NEW YORK (Reuters) - Investors in U.S.-based funds pulled $863.1 million out of stock funds in the latest week, down from massive outflows in the prior week even as geopolitical risk shook markets, data from Lipper showed on Thursday.
The outflows from stock funds in the week ended August 28 were down from outflows of about $9.4 billion from the funds the prior week, which were the most since July 2012, data from Lipper, a Thomson Reuters service, showed.
While outflows from stock funds overall eased, the SPDR S&P 500 ETF Trust (SPY.P) still had $1.3 billion in outflows. The exchange-traded fund tracks the benchmark S&P 500 .SPX stock index, which fell 0.5 percent over the weekly period.
The possibility of a U.S.-led military strike on Syria hit world stock markets over the weekly period, leading investors to seek safety in gold, which reached a 3-1/2 month peak on August28.

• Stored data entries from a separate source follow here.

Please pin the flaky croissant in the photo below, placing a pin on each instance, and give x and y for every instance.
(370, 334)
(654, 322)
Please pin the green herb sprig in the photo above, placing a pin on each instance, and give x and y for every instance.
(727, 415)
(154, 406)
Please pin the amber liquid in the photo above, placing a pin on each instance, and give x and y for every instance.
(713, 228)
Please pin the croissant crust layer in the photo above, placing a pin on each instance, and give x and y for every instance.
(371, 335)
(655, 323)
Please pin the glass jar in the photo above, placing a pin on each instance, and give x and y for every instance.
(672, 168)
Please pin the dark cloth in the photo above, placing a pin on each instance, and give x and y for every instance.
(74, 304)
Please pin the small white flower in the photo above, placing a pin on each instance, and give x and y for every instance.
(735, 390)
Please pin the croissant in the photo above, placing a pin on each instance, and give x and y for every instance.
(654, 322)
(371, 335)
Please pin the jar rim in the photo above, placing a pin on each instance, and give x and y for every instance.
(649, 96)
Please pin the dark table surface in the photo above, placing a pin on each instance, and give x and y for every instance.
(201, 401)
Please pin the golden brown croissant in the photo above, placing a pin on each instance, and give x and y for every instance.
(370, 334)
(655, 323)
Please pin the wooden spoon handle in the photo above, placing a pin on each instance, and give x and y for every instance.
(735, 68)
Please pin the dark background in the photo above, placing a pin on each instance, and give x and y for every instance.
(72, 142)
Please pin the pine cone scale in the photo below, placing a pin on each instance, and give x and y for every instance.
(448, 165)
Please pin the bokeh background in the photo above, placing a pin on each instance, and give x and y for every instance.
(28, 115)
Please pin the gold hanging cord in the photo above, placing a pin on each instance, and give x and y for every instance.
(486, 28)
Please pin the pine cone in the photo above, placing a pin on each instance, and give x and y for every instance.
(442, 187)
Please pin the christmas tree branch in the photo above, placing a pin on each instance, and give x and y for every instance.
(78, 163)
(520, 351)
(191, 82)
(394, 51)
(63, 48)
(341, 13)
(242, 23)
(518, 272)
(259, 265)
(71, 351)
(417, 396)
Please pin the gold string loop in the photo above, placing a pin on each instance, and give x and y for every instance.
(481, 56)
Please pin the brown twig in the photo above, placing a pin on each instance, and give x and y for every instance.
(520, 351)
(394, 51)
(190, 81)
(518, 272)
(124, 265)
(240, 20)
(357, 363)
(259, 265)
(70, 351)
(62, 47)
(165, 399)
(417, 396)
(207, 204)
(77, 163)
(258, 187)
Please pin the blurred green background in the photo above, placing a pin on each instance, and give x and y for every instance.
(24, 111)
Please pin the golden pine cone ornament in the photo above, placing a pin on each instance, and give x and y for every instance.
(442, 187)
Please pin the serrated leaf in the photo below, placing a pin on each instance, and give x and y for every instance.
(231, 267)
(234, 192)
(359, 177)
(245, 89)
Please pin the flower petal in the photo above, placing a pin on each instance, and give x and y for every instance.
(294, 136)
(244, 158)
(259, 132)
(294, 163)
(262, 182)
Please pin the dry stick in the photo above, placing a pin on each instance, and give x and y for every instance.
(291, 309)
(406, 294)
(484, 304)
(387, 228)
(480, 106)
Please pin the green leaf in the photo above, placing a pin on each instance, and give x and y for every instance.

Commodities and precious metals funds, which mainly invest in gold futures, attracted $328.1 million in new cash, marking their third consecutive week of inflows.
Japanese stock funds posted outflows of $240.6 million in the latest week, marking the fifth straight week in which investors have pulled cash from the funds.
Investors pulled $712.1 million out of taxable bond funds, meanwhile, down from big outflows of $3.9 billion the previous week. Yields on benchmark 10-year Treasury notes fell from two-year highs over the latest weekly period. As yields fall, prices rise.